Las cortes revisoras argentinas han cuidado y preservado los inicios del jurado con extrema prudencia. Por caso, el Tribunal de Casación de la Provincia de Buenos Aires tardó 6 años en revocar una condena, tras confirmar antes otras 60.
Es que no se puede andar interfiriendo continuamente con los veredictos del jurado sin pagar altos costos políticos. Ni aquí ni en ningún lado donde exista el jurado.
Los jurados en todas partes del mundo trabajan arduamente para adjudicar los hechos y aplicar la ley en cada caso. Deben deliberar entre doce desconocidos extraídos al azar y alcanzar la unanimidad. Tales exigencias dotan a la decisión del Pueblo con una legitimidad incuestionable que es prácticamente imposible de revertir.
Por ejemplo, la Corte Suprema de Justicia de Canadá, en uno de los fallos más memorables que se recuerden en el common law (R vs Sherratt, 1998) sostuvo:
" El jurado, mediante su toma de decisiones colectiva, es un excelente investigador de los hechos; debido a su carácter representativo, actúa como la conciencia de la comunidad; puede actuar como último baluarte contra las leyes opresivas o su aplicación; proporciona un medio para que el público aumente su conocimiento del sistema de justicia penal y, mediante la participación ciudadana hacia un veredicto unánime, incrementa la confianza social en el sistema en su conjunto".
Una de las notas características del jurado es la firmeza de sus veredictos. Una vez rendido bajo estas rigurosas exigencias, el veredicto es firme, definitivo y pone punto final al pleito. Contra la absolución no hay recurso alguno, para proteger el non bis inidem y las seguridades individuales contra la múltiple persecución penal.

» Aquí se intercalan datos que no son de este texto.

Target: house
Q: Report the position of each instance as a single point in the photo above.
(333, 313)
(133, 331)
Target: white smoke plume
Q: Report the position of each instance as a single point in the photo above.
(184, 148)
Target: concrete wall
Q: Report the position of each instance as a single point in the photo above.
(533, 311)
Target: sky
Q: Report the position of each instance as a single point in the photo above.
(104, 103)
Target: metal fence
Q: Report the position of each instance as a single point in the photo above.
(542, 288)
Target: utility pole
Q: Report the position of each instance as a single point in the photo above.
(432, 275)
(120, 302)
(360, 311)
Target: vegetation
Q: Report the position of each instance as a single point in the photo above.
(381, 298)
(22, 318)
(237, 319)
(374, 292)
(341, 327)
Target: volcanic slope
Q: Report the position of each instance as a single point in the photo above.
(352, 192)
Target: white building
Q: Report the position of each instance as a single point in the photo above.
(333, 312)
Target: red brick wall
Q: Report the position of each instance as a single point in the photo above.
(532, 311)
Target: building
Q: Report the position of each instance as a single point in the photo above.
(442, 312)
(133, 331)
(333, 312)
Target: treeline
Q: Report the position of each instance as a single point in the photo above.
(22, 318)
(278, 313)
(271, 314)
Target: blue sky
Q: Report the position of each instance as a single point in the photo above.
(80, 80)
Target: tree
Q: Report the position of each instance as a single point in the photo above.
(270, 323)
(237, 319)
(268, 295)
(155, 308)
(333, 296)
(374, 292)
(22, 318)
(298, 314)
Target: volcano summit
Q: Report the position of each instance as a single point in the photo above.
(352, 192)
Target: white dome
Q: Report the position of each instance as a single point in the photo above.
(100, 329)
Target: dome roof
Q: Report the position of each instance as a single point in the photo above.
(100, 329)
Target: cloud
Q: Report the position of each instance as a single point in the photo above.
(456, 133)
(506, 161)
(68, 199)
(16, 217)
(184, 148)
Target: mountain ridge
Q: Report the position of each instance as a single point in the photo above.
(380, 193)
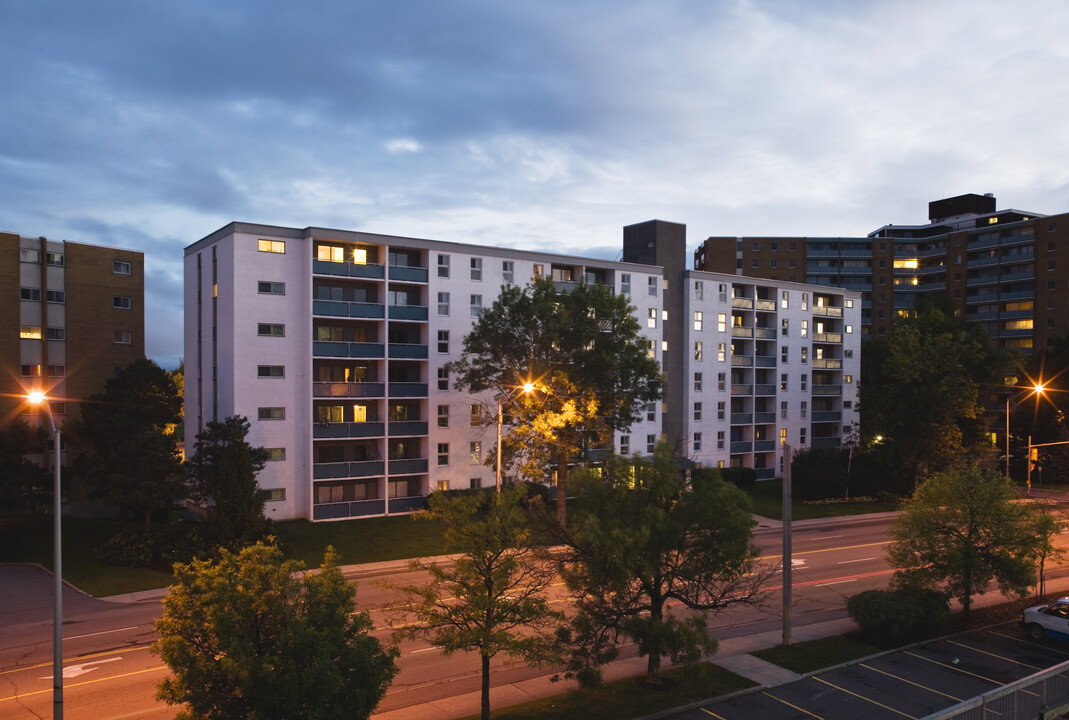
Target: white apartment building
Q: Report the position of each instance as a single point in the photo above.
(334, 345)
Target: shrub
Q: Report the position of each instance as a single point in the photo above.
(899, 615)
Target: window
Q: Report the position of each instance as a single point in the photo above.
(270, 329)
(270, 246)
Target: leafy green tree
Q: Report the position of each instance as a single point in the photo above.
(963, 529)
(128, 450)
(492, 599)
(24, 485)
(248, 637)
(584, 351)
(222, 473)
(646, 536)
(922, 387)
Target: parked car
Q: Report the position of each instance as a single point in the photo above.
(1048, 621)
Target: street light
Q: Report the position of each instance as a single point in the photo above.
(526, 388)
(40, 398)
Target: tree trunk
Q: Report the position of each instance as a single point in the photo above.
(484, 702)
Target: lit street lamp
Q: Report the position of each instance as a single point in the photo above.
(39, 397)
(526, 388)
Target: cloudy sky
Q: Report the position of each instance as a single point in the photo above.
(148, 124)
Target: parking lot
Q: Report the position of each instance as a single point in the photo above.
(910, 683)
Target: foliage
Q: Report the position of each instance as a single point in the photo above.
(222, 473)
(584, 351)
(246, 637)
(889, 616)
(922, 388)
(960, 531)
(25, 486)
(492, 598)
(646, 537)
(128, 451)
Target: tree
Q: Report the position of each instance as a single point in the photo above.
(961, 530)
(583, 349)
(492, 599)
(22, 484)
(222, 473)
(922, 387)
(247, 637)
(130, 456)
(647, 536)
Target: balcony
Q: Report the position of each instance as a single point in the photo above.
(347, 389)
(407, 312)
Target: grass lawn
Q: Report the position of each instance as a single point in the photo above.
(805, 657)
(625, 699)
(768, 502)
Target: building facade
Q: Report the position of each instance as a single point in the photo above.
(1004, 269)
(335, 345)
(77, 312)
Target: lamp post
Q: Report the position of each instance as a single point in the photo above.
(526, 388)
(37, 397)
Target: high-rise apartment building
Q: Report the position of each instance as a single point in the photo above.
(335, 345)
(1004, 269)
(74, 313)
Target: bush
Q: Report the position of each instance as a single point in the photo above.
(899, 615)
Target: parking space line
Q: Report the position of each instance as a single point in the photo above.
(1001, 657)
(800, 709)
(951, 667)
(868, 700)
(897, 677)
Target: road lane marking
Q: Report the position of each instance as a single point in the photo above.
(800, 709)
(903, 679)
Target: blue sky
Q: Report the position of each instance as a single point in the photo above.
(542, 125)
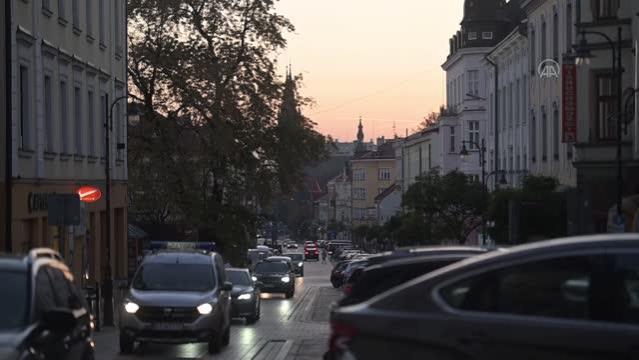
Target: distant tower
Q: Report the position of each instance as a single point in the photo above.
(360, 147)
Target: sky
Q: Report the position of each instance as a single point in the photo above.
(371, 58)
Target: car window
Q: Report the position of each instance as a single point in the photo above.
(14, 303)
(174, 277)
(558, 288)
(623, 295)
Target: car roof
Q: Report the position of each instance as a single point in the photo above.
(526, 251)
(180, 257)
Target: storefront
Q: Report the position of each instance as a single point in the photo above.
(83, 246)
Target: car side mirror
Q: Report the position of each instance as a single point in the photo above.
(227, 286)
(59, 321)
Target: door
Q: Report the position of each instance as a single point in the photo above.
(542, 309)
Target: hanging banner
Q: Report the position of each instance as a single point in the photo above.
(569, 103)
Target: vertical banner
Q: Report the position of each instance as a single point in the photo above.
(569, 103)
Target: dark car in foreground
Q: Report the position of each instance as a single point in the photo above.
(245, 297)
(276, 277)
(575, 298)
(364, 283)
(178, 297)
(44, 315)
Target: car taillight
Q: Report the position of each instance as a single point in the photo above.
(341, 335)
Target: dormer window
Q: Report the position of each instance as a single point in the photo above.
(604, 9)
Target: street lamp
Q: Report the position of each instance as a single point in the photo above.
(583, 56)
(133, 118)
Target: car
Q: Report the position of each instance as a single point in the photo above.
(573, 298)
(298, 263)
(311, 252)
(44, 316)
(276, 277)
(337, 274)
(245, 296)
(177, 297)
(364, 283)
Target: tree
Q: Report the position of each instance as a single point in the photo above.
(445, 207)
(211, 101)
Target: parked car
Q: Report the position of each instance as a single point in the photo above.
(178, 297)
(575, 298)
(364, 283)
(311, 252)
(337, 274)
(44, 316)
(298, 263)
(245, 296)
(276, 277)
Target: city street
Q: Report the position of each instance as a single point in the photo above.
(296, 328)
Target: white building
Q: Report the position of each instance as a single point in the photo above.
(508, 128)
(68, 65)
(550, 37)
(465, 125)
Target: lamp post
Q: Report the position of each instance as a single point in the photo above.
(583, 56)
(484, 176)
(108, 277)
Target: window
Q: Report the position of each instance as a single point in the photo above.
(91, 122)
(384, 174)
(473, 134)
(544, 135)
(556, 288)
(101, 23)
(61, 9)
(533, 53)
(544, 40)
(89, 19)
(555, 133)
(555, 36)
(517, 103)
(473, 82)
(64, 114)
(533, 136)
(569, 27)
(605, 106)
(25, 108)
(48, 114)
(77, 116)
(452, 139)
(605, 9)
(76, 13)
(101, 139)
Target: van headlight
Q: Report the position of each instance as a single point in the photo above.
(205, 309)
(131, 307)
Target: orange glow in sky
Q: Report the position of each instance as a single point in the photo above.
(380, 59)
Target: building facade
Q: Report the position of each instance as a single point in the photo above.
(483, 26)
(508, 128)
(372, 173)
(68, 66)
(551, 34)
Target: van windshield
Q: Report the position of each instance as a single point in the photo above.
(174, 277)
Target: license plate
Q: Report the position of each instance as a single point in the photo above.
(167, 326)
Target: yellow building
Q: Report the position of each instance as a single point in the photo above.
(372, 173)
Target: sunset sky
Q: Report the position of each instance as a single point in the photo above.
(380, 59)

Pero la condena decretada de manera unánime por un jurado también lo es. Por más que contra la condena haya un recurso del acusado para asegurar el doble conforme convencional, lo cierto es que las posibilidades de revocación son muy bajas y limitadas a casos excepcionalísimos. Esta sentencia de la Corte de Mendoza ratifica lo que ella misma ha etiquetado con la feliz expresión de la "Regla de la Deferencia".
Un recorrido por cualquier corte revisora del common law revela la enorme deferencia y respeto que las cortes revisoras le dispensan a los veredictos del jurado.
No se trata de un acto de fe, sino de la estructura central misma de Gobierno en una nación republicana, en donde el poder de castigar y las decisiones más graves de los demás fueros del Derecho deben estar siempre en manos del Soberano y nunca en funcionarios del Estado.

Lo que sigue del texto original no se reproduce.